Having had candid discussions with professional headhunters I've been told that our low salaries is one of the biggest problems an archaeologist faces in trying to leave the profession. A low salary, as Gary implied, signifies incompetence to prospective employers. (Especially when that job purports to involve a high degree of responsibility.) When archaeological wages are so much lower than other professionals it is not expected that recruiters from other sectors should be aware of our salary range. As so many application forms ask for present salary the archaeologist is fighting a larger prejudice than Indiana Jones's hat from the start. (Of course wages are low because unlike other professions more of us are required to physically do the job.) The longer you dig the harder it is to leave. I've seen it happen to so many I know. And many who do leave go to labouring jobs. Some want to and that's fine, but others don't but find that the muddy boots image leave many interviewers unsure whether the applicant can "come indoors," even with demonstrable computing/research skills.

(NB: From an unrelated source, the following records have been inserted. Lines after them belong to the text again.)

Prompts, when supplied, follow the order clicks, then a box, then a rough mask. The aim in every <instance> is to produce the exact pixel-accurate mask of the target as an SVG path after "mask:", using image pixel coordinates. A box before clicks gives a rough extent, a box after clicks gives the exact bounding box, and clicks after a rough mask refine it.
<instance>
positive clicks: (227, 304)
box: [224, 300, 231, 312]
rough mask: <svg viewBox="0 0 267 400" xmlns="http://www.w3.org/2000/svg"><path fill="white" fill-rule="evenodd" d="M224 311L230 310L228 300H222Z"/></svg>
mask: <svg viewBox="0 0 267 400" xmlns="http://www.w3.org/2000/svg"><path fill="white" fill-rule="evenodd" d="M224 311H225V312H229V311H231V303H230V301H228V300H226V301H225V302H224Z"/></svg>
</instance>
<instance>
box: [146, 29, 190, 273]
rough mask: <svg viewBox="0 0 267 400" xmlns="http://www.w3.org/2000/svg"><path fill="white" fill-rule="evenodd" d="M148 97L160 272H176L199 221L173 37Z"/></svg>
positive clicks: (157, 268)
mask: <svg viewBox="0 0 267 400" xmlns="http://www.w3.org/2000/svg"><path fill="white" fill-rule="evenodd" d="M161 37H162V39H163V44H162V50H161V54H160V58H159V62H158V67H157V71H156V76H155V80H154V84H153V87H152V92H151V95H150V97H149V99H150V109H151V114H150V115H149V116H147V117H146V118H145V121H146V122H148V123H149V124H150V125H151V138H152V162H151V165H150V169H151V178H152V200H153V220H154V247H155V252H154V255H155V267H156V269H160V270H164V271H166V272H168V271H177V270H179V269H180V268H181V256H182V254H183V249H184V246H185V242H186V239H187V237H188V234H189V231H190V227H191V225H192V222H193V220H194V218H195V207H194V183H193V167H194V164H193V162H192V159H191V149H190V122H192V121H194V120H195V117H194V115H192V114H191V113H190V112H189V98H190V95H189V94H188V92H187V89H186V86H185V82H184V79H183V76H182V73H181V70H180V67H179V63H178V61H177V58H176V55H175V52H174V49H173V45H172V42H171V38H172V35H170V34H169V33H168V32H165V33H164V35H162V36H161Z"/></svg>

And, besides the money. I suppose I am just foolish and a little selfish. I want to know what makes people tick and how we got from here to there and where was there in the first place? And how many theres where there anyway? And if somebody passes by I want to tell them a story and listen to their stories to. Take the word archaeologist apart and you get "old word" with "logos" implying "knowledge." I've always translated archaeology to myself as "nosy storyteller," which is what I am. Ever since I first saw an archaeologist at work I knew that that's what I wanted to do. It seemed to amazing that the very ground could speak for people who were dead and gone. I never seriously considered anything else until it was too late.
Sometimes I regret going into it professionally. I never knew how keenly I would feel the lack of having a family to back me up, even with the simple stuff, like having free storage because I have yet to meet the digger who lives completely out of a bag. I've missed the boat for so many things other people who don't live a semi-nomadic life take for granted, BUT I still cannot imagine a life not digging (and telling stories). It's how I make sense of the world.
I might've been paid peanuts and been treated like a monkey, but I know that I am one hell of a good field archaeologist and not a bad historian either Whether I get to reinvent myself remains to be seen. Anyway, that's why I "do it."
A car is but a dream of exhaust vapours.
ed. Seem to've dropped some words through the hole in my bucket.